Una inmersión peligrosa en la extrema derecha estadounidense
Peter Simi, sociólogo de formación, decidió que la única forma de comprender la ola de crímenes de odio que azota a los Estados Unidos era vivir entre sus perpetradores. Desde el año 2000, se introdujo en reuniones clandestinas de skinheads y neonazis en California, adoptando una apariencia que le permitía pasar desapercibido: cuerpo robusto, cabello arena y una capacidad para beber sin perder la cordura. Su objetivo no era glorificar la violencia, sino documentar de manera rigurosa los discursos, los rituales y las dinámicas de poder que alimentan la ideología supremacista.
El escenario: una fiesta con símbolos prohibidos
Una noche de verano, en una casa estilo rancho en Costa Mesa, alrededor de cincuenta jóvenes con cruces de hierro y esvásticas se agolparon alrededor de un escenario improvisado. La banda de música de odio, Hate Train, entonaba letras que exaltaban el orgullo aria mientras la gente aplaudía y se mecían al ritmo de la guitarra. Simi, con su actitud relajada y su disposición a seguir el ritmo de la fiesta, logró ganar la confianza del grupo, aunque no pasó mucho tiempo antes de que uno de los asistentes, medio ebrio, murmurara: “Ese es el que quiere estudiarnos”.
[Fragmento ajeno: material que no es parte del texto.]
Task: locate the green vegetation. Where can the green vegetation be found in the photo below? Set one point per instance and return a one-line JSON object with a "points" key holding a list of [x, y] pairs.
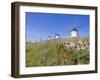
{"points": [[53, 53]]}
Metodología de campo y los riesgos inherentes
Durante dos décadas, el investigador mantuvo una doble vida. Por un lado, asistía a conciertos, reuniones y entrenamientos físicos, recopilando notas de campo a mano alzada; por otro, analizaba los discursos en foros en línea, rastreando la evolución de los memes y los símbolos. La constante amenaza de ser descubierto exigía una vigilancia extrema: cualquier error podía desencadenar agresiones físicas o incluso una acusación legal. A pesar de ello, Simi sostuvo que la cercanía le permitió captar matices que los estudios de escritorio jamás revelarían, como la manera en que el odio se entrelaza con frustraciones económicas y la búsqueda de pertenencia.
Impacto y censura en la era post‑Trump
Los hallazgos de Simi se convirtieron en una valiosa herramienta para organizaciones de derechos humanos y autoridades que intentaban anticipar brotes de violencia. Sin embargo, bajo la administración de Donald Trump, su financiación fue cortada y sus libros fueron retirados de bibliotecas públicas bajo el pretexto de “propaganda contra‑cultural”. El caso de Simi ilustra la paradoja de una sociedad que necesita comprender al enemigo para combatirlo, pero que simultáneamente silencia a quienes intentan ofrecer esa comprensión.
Lecciones para futuros investigadores y lectores
El relato de Erika Hayasaki, publicado en Narratively, no sólo narra la travesía de Simi, sino que también brinda una guía práctica para quien aspire a escribir perfiles profundos y comprometidos. La escritora participará en una sesión en vivo en Narratively Academy, donde explicará cómo combinar la empatía con la objetividad, sin sacrificar la seguridad personal.
En definitiva, la vida secreta de Peter Simi revela que el estudio del odio requiere coraje, ética y una inmersión total en los entornos que lo generan. Su historia invita a reflexionar sobre los límites de la investigación social y la necesidad de proteger a quienes arriesgan todo por la verdad.